Communicate openly with lenders about the likely timing for refinancing when you apply.
“We’re telling our customers for refinance and purchase that we need at least 45 to 60 days to close either loan,” Barnes says. “If they don’t have the ability to wait that long, we won’t be able to entertain the application because of the high volumes we’re dealing with.”
Why Escrow Refunds Can Help Cash Flow
Any unused funds in your old escrow account will be returned to you after your new loan closes. This can be helpful if money is tight after paying for closing, including setting up a new escrow to cover insurance costs and taxes on your new loan.
You should receive funds from the original escrow, if there are any, within 30 days of closing.
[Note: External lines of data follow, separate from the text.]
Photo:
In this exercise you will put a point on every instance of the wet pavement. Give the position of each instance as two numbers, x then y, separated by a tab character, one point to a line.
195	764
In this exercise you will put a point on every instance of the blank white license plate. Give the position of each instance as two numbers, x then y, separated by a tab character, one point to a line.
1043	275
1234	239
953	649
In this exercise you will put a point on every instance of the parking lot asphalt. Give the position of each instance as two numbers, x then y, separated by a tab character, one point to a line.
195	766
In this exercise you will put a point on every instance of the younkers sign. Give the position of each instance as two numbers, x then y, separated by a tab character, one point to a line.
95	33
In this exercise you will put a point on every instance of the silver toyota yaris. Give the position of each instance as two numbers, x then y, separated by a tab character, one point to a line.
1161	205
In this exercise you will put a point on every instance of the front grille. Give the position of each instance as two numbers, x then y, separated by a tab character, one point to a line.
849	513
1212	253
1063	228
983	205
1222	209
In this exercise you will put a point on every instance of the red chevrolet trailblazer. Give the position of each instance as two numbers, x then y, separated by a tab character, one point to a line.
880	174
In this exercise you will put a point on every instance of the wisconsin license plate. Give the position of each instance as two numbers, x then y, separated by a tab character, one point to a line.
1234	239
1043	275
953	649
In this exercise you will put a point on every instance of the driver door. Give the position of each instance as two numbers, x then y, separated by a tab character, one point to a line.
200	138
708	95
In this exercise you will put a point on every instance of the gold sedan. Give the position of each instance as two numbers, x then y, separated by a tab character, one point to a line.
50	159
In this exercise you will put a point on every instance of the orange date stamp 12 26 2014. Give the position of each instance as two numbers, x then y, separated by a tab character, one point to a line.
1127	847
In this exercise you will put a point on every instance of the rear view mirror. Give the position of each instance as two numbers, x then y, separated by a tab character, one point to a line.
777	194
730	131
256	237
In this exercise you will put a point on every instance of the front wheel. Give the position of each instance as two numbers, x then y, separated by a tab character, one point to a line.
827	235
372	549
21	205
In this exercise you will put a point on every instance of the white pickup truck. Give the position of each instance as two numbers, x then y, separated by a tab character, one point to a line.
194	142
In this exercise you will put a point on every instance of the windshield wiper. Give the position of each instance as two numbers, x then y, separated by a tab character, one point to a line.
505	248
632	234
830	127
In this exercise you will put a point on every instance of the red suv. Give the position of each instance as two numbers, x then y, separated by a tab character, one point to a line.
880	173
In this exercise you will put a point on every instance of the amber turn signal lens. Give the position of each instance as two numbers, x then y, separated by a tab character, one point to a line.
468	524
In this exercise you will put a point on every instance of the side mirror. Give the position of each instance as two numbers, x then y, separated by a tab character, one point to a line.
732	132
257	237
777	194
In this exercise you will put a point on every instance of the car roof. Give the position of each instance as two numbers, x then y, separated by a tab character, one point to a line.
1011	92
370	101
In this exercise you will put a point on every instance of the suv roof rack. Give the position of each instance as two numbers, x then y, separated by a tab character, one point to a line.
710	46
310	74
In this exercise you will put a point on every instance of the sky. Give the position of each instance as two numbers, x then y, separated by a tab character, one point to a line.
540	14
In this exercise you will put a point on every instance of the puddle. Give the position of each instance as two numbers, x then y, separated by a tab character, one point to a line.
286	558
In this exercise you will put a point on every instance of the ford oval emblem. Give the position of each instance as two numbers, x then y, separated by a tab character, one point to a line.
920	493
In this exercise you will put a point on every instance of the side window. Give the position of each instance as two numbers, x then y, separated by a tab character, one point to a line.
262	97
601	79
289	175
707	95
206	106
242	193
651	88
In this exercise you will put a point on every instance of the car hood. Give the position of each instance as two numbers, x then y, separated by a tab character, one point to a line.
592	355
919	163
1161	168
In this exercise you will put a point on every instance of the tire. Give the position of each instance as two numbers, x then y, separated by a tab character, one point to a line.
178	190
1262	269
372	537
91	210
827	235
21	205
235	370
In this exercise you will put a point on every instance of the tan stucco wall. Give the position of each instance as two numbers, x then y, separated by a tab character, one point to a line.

That cash could go into your new loan, or you could spend it to furnish or fix up your home or use it to pay off debt.
When You Can’t Refinance
You might struggle to pay your mortgage but cannot qualify to refinance your loan. In that case, check with your lender about forbearance options, which have become more widely available because of the coronavirus economic crisis.
“Banks have been given liberal terms to grant forbearance during the pandemic, allowing homeowners to temporarily postpone mortgage payments,” Barnes says.
Most lenders are following guidelines established by Fannie Mae, he says. The borrower only needs to report a hardship.
“We don’t ask any questions, and there is no requirement to prove or document the hardship,” Barnes says.
Banks typically grant 90 days of forbearance, which can be extended. Under the CARES Act, homeowners with loans backed by Fannie Mae or Freddie Mac can ask for an initial forbearance of 180 days, plus a 180-day extension if necessary. Federally backed mortgages may have a Feb. 28 deadline for requesting an initial forbearance.
“Seeking forbearance does not affect an individual’s credit score, at least not during the coronavirus pandemic,” Barnes says. “In fact, banks do not report that a customer has sought forbearance to the credit rating agencies.”